After purchasing movie tickets to see Precious I situated myself in a sea of white people and I felt suffocated by their desire to cathartically look at suffering Black bodies. Theorizing the relation between performer and spectator becomes even more crucial in these circumstances. The violence that was coupled with the collective gaze of the audience hinges on the type of violence Black women experienced in the 19th century when they were forced to be subjects of medical experimentation, sideshows, and museum exhibitions because the white onlookers in the movie theatre viewed Black bodies as propertied subjects to be possessed.

I was reminded of this when a few weeks ago, I attended The Vagina Monologues and witnessed a performer disavow the gaze of an audience that was eager to see and contain her. The performer, a plus size Black woman, was the arbiter of a story that fell on and through ears unwilling to listen to what her performance was imbued with—resistance .  The audience was made profoundly uncomfortable by the fact that the performer demanded to be humanized, but they were even more uncomfortable by the fact that the performer humanized herself and reconfigured what is thought to be a binary opposition between performer and spectator. Before one of the students in the audience began to capture the performance, the Black woman—in anticipation of this violence—unapologetically  embraced the space she occupied as well as her Blackness by centering herself on the stage and shouting.

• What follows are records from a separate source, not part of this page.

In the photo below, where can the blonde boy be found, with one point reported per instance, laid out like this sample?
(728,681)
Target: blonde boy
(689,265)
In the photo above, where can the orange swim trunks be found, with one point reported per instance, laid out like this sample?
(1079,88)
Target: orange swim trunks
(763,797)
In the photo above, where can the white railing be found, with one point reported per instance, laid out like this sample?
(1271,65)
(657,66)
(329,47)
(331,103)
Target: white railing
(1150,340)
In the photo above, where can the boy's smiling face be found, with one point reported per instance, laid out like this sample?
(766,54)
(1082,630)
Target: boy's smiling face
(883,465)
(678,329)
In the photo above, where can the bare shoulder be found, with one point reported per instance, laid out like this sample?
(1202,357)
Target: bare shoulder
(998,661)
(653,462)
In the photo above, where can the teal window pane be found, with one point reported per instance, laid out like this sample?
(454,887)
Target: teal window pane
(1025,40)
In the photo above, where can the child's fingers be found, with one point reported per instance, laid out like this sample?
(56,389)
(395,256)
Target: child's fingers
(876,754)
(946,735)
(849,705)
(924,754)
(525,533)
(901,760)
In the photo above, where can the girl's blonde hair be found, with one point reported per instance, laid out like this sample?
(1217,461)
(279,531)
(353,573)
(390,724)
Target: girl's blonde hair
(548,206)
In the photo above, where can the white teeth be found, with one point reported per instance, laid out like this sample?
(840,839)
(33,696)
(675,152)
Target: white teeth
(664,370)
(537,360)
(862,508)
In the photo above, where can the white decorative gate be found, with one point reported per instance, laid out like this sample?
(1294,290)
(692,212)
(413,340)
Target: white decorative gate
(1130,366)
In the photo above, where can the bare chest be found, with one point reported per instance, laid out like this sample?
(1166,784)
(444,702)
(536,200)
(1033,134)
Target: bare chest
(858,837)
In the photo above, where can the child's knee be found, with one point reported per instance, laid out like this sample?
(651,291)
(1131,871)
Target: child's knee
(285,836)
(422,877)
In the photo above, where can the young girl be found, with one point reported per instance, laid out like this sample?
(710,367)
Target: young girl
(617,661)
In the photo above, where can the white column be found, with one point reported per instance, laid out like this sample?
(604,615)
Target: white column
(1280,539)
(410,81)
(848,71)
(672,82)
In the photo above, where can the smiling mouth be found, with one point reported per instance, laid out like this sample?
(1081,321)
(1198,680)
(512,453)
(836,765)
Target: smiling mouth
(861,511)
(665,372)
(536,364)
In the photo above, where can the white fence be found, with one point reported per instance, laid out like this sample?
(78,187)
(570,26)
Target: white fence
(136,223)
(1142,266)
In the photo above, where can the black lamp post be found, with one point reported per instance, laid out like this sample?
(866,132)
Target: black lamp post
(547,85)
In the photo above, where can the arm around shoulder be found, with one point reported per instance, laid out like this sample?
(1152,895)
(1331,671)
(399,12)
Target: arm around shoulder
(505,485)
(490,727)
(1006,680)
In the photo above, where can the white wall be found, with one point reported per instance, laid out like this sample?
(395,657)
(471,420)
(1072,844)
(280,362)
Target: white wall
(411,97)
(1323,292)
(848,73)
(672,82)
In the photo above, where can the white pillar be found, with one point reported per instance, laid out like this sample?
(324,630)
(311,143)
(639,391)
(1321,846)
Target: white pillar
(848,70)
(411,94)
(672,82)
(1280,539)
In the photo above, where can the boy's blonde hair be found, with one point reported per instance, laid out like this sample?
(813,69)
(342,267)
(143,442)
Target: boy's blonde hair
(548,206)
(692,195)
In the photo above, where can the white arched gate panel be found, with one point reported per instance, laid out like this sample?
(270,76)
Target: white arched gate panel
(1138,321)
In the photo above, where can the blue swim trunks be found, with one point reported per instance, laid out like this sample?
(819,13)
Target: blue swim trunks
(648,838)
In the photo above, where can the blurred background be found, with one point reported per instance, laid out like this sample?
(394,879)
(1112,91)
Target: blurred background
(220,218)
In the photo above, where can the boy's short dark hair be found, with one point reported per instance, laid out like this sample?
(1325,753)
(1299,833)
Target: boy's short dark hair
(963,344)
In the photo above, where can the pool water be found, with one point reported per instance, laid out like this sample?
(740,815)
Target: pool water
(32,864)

Despite our intentions, we often find ourselves working in service of white supremacy when we assume the powerful position of the onlooker or arbiter of a performance. When plus size Black women move in violent spaces such as the one the performer moved through, they can choose to negate the ways in which people attempt to see them. So an attempt to capture plus size Black women without their knowledge or consent is an attempt to disregard the work that they do to create alternative modes of existing.

There is also a disjuncture between when, where, and how plus size white women and Black women are seen and “accepted”. While celebrities such as Adele, Rebel Wilson, Jennifer Coolidge, and Melissa McCarthy are subject to denigration and ridicule because of their size, Black women like Amber Riley, Monique, Jill Scott, and Rachel Jeantel have to resist a world that not only fails to see them but condemns their existence when it does. For instance, when Rachel Jeantel, 19-year old prosecution witness, recounted her final phone call with Trayvon Martin before George Zimmerman murdered him, the general public was eager to compare her to an animal because of her skin color, weight and speech. Because Rachel did not articulate herself the way everyone wanted her to, the general public delegitimized her testimony and dehumanized her by gleefully shaming her.

MZ 007
MZ 007

Women like Rachel Jeantel, Gabourey Sidibe, Amber Riley, Monique, Jill Scott and Mz 007 give us an occasion to deconstruct normative modes of existing and thinking about subjectivity. Despite the fact that mainstream media tries to control and regulate Black women whose bodies are “unconventional”, these women are among many who remind us what it is to live in, through, and beyond a world that tells us at every waking moment that plus size Black women do not deserve to exist.